DEAR MISS MANNERS: My husband and I are football fans, but we do not watch the Thanksgiving football games, choosing instead to talk with all of the family members gathered for the holiday.
My aunt and uncle who live nearby feel that watching football is part of the tradition. Last Thanksgiving, while I was getting ready to set the meal on the table, they sent my mother in to ask if they could turn on the game. (None of the other guests asked.)
I said that I would rather not, since we had family we had not seen in over a year who had traveled a great distance to be here, and I wanted to talk with them without the television. Also, I have a toddler whom I do not allow to watch television.
We have a small house and only one television (which is in the living room, where we would be eating.
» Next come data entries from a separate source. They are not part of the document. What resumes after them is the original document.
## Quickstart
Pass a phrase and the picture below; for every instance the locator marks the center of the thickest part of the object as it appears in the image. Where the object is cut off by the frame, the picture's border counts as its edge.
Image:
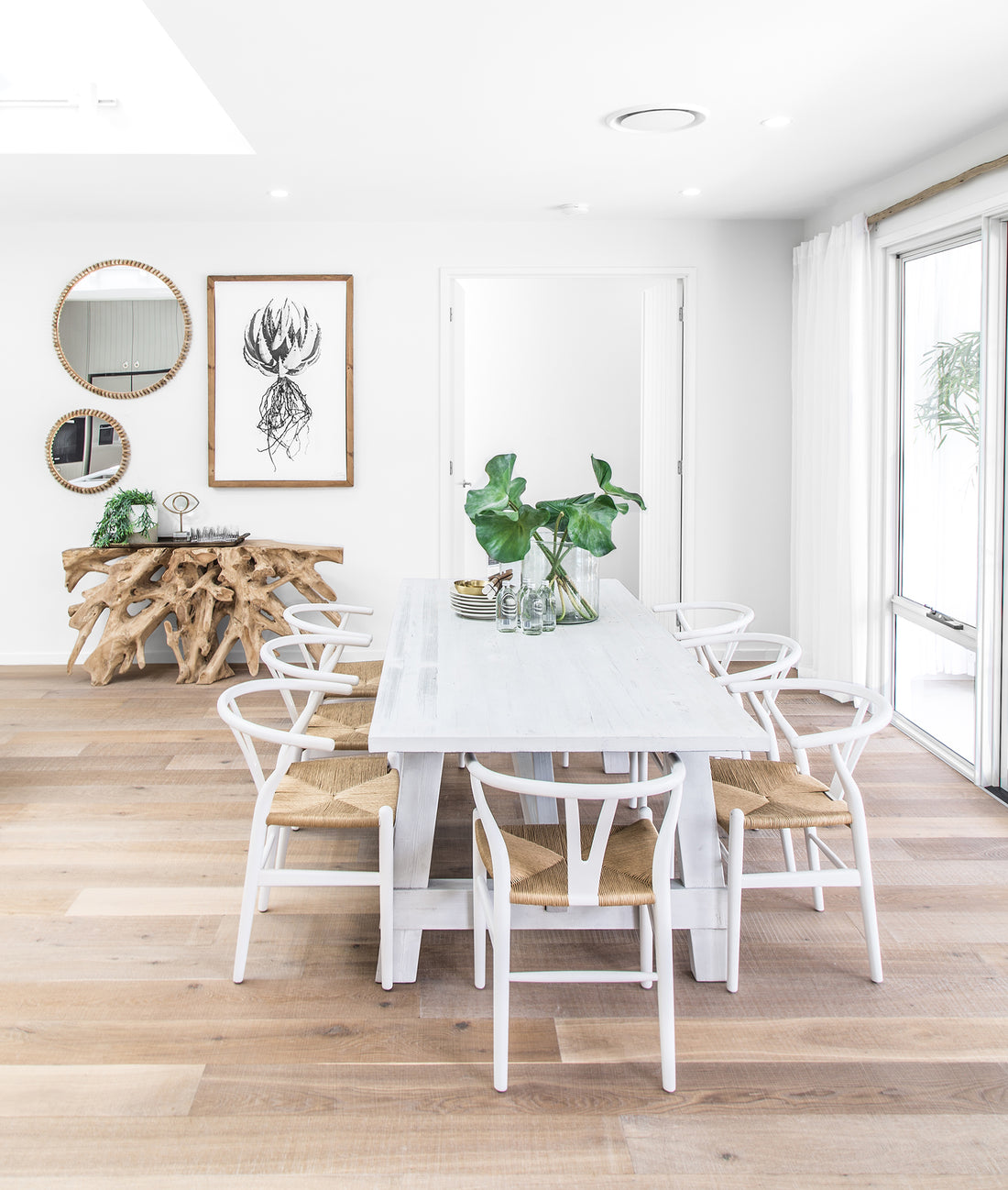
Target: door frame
(449, 396)
(992, 657)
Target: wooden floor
(130, 1059)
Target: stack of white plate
(474, 607)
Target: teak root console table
(200, 586)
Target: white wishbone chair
(331, 793)
(577, 865)
(330, 619)
(693, 620)
(782, 795)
It is the only room large enough to accommodate large family gatherings.) If we had another room where they could have watched without disturbing the rest of us, I would have said yes.
I could see that my aunt and uncle were clearly annoyed and anxious, to the point where they began asking my mom in our native language (I guess forgetting that I also understand it) if they could go over to her house to watch the game. This upset my husband and me greatly.
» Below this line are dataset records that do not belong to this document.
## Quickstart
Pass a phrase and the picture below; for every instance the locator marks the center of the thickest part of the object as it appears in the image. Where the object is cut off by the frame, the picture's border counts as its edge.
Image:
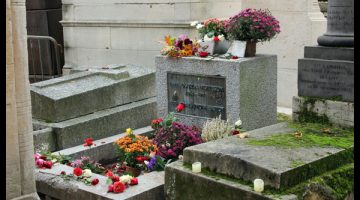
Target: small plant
(211, 29)
(253, 25)
(134, 146)
(216, 128)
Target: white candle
(258, 185)
(196, 167)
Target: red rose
(119, 187)
(235, 132)
(109, 174)
(203, 54)
(115, 179)
(47, 164)
(88, 142)
(180, 107)
(134, 181)
(95, 181)
(111, 188)
(77, 171)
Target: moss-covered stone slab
(182, 184)
(280, 166)
(86, 92)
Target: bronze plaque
(203, 96)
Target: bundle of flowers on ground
(45, 159)
(211, 29)
(86, 163)
(119, 184)
(179, 47)
(80, 175)
(252, 25)
(133, 150)
(173, 137)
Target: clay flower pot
(135, 172)
(250, 49)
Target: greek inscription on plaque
(203, 96)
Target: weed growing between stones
(313, 135)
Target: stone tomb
(235, 89)
(92, 103)
(237, 158)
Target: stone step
(182, 184)
(337, 112)
(104, 150)
(102, 124)
(86, 92)
(49, 183)
(234, 157)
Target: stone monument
(326, 74)
(235, 89)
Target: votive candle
(196, 167)
(258, 185)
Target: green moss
(296, 163)
(283, 117)
(340, 181)
(312, 135)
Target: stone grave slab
(234, 157)
(102, 123)
(48, 182)
(244, 88)
(182, 184)
(89, 91)
(326, 78)
(337, 112)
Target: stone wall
(20, 180)
(128, 31)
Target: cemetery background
(108, 111)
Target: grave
(93, 103)
(244, 88)
(326, 73)
(231, 164)
(51, 186)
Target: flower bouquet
(132, 147)
(251, 26)
(213, 34)
(173, 137)
(179, 47)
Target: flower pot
(221, 47)
(250, 50)
(135, 172)
(238, 48)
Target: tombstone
(235, 89)
(326, 73)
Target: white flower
(125, 179)
(199, 26)
(221, 37)
(87, 173)
(194, 23)
(238, 123)
(207, 39)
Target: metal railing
(41, 60)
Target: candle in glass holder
(258, 185)
(196, 167)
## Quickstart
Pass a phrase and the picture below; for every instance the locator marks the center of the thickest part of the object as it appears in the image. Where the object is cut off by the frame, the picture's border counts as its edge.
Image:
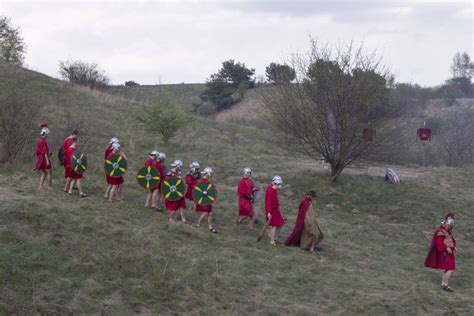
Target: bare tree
(337, 109)
(83, 73)
(12, 47)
This year, I hoped that my aunt would host Thanksgiving. First, I thought it would only be fair, since I hosted last year. Second, she and my uncle could have the television on all day and I would not say a word. (It is their house, after all.) However, my aunt asked me to host again, saying that she cannot host this year.
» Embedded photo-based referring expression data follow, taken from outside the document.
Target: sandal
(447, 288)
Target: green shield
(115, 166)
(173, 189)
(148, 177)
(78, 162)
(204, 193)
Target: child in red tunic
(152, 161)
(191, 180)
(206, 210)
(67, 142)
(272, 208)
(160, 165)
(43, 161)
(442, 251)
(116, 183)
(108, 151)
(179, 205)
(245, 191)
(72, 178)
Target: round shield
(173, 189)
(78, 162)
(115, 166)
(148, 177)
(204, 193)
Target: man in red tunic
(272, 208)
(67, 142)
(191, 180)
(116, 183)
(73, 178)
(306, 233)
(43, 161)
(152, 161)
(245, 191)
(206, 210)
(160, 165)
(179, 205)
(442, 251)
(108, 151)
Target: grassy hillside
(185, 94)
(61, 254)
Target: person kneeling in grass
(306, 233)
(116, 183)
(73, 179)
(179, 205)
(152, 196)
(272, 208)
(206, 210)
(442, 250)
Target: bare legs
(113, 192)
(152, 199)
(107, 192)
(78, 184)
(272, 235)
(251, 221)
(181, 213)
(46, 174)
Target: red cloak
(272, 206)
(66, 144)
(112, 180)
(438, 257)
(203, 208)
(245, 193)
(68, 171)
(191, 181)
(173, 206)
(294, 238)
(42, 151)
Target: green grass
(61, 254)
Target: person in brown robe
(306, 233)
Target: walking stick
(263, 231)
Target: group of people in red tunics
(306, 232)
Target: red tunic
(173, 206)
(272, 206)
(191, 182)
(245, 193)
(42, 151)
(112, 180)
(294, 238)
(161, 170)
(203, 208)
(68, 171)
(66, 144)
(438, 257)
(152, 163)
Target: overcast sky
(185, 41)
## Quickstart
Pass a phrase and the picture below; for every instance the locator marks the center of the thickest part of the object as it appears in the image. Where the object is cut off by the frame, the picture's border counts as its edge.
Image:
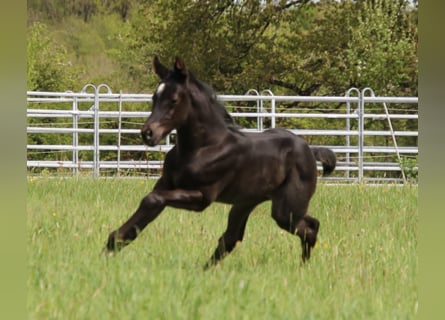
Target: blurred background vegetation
(291, 47)
(300, 47)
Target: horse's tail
(326, 157)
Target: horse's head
(171, 102)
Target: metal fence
(96, 132)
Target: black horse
(213, 160)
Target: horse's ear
(179, 67)
(160, 69)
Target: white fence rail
(98, 133)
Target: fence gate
(98, 133)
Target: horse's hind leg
(234, 232)
(289, 209)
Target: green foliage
(49, 68)
(293, 47)
(410, 168)
(364, 266)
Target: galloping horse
(213, 160)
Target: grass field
(364, 265)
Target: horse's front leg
(150, 207)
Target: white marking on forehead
(160, 88)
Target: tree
(48, 65)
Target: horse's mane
(212, 97)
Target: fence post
(361, 126)
(258, 108)
(75, 136)
(348, 127)
(272, 107)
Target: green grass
(364, 265)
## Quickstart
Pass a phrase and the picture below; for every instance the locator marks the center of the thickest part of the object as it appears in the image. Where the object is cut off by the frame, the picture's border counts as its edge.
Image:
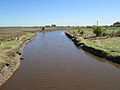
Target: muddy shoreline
(99, 53)
(7, 70)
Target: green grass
(109, 45)
(8, 49)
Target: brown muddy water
(53, 62)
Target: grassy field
(108, 44)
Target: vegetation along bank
(100, 41)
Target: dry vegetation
(107, 43)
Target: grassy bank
(10, 53)
(105, 46)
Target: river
(53, 62)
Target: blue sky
(59, 12)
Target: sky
(59, 12)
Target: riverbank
(10, 54)
(98, 47)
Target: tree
(99, 31)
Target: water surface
(53, 62)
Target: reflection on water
(53, 62)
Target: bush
(99, 31)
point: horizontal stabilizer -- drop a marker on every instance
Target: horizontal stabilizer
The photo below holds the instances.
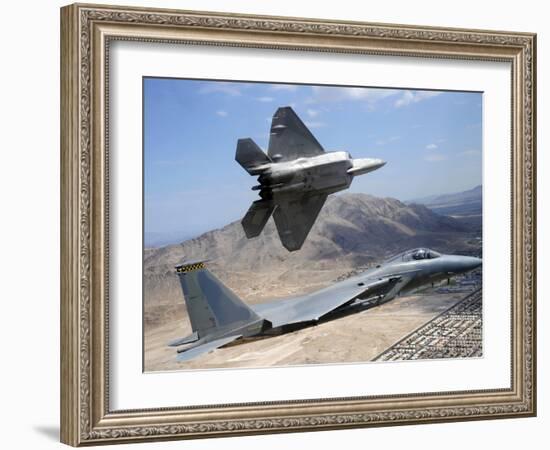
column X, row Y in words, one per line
column 250, row 156
column 257, row 216
column 185, row 340
column 193, row 352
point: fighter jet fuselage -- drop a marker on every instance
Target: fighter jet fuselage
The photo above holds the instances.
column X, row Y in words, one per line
column 295, row 177
column 324, row 174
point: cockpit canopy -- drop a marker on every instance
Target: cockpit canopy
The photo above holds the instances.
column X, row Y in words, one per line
column 417, row 254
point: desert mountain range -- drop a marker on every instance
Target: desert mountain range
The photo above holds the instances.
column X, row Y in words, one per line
column 352, row 230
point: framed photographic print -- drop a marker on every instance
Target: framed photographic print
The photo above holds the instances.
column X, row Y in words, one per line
column 255, row 209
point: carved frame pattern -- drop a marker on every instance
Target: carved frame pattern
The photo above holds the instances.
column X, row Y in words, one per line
column 86, row 33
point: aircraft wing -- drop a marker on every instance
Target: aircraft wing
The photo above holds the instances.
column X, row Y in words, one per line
column 311, row 307
column 201, row 349
column 290, row 138
column 295, row 217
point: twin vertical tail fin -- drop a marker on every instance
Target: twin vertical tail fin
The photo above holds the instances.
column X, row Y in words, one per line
column 210, row 304
column 250, row 156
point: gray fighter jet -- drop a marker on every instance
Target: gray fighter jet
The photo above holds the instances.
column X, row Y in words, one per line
column 295, row 178
column 219, row 317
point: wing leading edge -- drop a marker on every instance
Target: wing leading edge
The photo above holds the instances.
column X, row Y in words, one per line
column 295, row 217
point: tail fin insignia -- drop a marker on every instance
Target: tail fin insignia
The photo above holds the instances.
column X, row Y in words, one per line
column 190, row 267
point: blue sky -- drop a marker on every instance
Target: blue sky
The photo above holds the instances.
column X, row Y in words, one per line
column 431, row 141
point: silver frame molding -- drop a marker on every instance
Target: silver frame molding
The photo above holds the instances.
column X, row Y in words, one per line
column 86, row 31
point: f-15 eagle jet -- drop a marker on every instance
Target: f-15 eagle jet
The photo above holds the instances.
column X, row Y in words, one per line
column 295, row 178
column 219, row 317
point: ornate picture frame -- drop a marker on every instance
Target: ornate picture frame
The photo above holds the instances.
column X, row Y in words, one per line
column 87, row 31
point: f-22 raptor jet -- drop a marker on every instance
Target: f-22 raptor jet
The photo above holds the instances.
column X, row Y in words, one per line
column 295, row 178
column 219, row 317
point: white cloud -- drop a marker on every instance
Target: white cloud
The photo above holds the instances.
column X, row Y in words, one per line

I really do not want to have the same problem this year, especially since my uncle angered my husband and me earlier this year when he called our decision to not let our toddler watch television "idiotic" and "nonsense." This whole TV issue is becoming a charged one, and I don't want it to interfere with this holiday.
What should I do? Just turn the television on (to satisfy them but annoy my husband and myself)? Do what I did last year and accept the consequences? I hope that you can provide a third, more peaceful, option.
GENTLE READER: That would be issuing fair warning. "Auntie, dear," Miss Manners suggests that you say, "you are good to put up with our prejudices about television. I know you don't share them, but if you are willing to come to us anyway, we are delighted to have you."
DEAR MISS MANNERS: Someone who constantly buts in "I know" when you're having a discussion on just about any topic.
GENTLE READER: If Miss Manners were to ?nish your sentence, she would say "... should be paired with someone who has the conversational quirk of repeatedly saying, "You know."